Enchaîné, comme toujours, torse nu, pantalons sales et déchirés, plein de sang. Des plaies ouvertes presque partout sur son corps maigre, presque osseux. Ça faisait quatre ans que la même routine continuait sans cesse, le poussant au bord de la folie. On le torturait physiquement, mais ça, il pouvait l'encaisser. Par contre, ce n'était pas la même chose pour la torture mentale. Celle qui le rendait fou. Il appréhendais sans cesse le moment où cet homme aux cheveux aussi noirs que ses yeux allait revenir pour le forcer à faire des choses humiliantes, où lui remémorer des scénarios d'horreur qu'il connaissait maintenant par cœur. Tout ça entrant dans sa tête, ce qui était de base très douloureux. 

Il avait peur. Deux ans au paravant, son seul compagnon était parti, juste après l'arrivée d'une nouvelle. Cette fille qui avait l'air indestructible quand elle est arrivé, répliquant aux tortionnaires avec mépris et sarcasme, avait grandement inspiré son ancien compagnon pour qu'il réussisse à s'évader, bien qu'avec l'aide de quelques personnes de l'extérieur. Ces mêmes personnes qui l'avaient abandonné. Ceux en qui il avait confiance. 

Un bruit retentit, le faisant se retourner brusquement. Rien de plus qu'un rat, ce n'était pas rare ici. Il devenait paranoïaque. Il devenait fou. Il était déjà fou. Brisé. Détraqué. 

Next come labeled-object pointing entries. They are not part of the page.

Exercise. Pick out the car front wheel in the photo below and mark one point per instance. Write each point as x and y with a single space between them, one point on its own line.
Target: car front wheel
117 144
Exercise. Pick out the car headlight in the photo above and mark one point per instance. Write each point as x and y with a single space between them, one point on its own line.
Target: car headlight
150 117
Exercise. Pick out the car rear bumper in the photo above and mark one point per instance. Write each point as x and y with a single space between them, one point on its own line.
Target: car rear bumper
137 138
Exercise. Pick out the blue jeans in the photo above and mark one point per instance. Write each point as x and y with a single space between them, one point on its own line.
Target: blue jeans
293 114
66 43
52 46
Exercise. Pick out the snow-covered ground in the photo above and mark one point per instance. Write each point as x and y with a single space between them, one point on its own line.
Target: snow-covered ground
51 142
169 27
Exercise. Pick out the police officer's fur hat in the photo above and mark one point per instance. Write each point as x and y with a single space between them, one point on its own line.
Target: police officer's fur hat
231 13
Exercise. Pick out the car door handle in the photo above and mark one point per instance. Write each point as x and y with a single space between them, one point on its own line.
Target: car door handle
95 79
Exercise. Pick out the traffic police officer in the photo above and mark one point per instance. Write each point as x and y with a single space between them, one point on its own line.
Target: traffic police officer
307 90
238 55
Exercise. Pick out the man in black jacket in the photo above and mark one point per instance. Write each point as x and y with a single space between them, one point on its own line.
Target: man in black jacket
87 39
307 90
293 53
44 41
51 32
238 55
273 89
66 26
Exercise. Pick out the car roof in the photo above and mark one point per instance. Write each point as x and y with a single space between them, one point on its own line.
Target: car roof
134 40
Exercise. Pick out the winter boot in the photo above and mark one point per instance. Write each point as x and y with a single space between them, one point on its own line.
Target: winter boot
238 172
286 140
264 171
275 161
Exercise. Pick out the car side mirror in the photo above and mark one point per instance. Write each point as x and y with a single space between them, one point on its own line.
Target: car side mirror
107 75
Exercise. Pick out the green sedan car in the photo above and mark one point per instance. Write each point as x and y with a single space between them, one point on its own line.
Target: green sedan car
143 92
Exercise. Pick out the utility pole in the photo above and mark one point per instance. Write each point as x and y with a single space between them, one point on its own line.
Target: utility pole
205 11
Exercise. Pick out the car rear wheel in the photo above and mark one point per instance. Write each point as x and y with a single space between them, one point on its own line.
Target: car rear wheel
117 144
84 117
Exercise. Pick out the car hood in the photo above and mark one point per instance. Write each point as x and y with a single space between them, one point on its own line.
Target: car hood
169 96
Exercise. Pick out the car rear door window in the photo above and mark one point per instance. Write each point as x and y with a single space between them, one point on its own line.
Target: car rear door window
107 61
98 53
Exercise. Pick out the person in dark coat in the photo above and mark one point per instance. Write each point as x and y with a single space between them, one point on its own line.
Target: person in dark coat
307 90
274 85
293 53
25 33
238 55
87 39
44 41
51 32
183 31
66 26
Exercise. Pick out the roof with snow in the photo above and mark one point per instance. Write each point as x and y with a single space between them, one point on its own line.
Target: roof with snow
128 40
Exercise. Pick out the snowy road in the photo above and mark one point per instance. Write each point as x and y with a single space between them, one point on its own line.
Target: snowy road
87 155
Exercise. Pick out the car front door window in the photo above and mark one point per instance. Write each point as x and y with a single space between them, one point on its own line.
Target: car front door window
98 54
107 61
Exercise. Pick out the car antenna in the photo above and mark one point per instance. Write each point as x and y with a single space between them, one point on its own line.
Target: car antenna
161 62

il chantonna d'une voix tremblante:

- I am insane, with no heart, no head and no story to tell, 'cause everybody thinks I'm crazy and I am. Insane, with no way out of my head, no one to listen, and it's driving me f*cking crazy. In the end, I am... Insane.

Il en avait eu du temps pour peaufiner sa mélodie en quatre ans. Cet air était la seule chose le maintenant dans la réalité. Le jour où il oublierait qu'il l'était, il serait définitivement fou. 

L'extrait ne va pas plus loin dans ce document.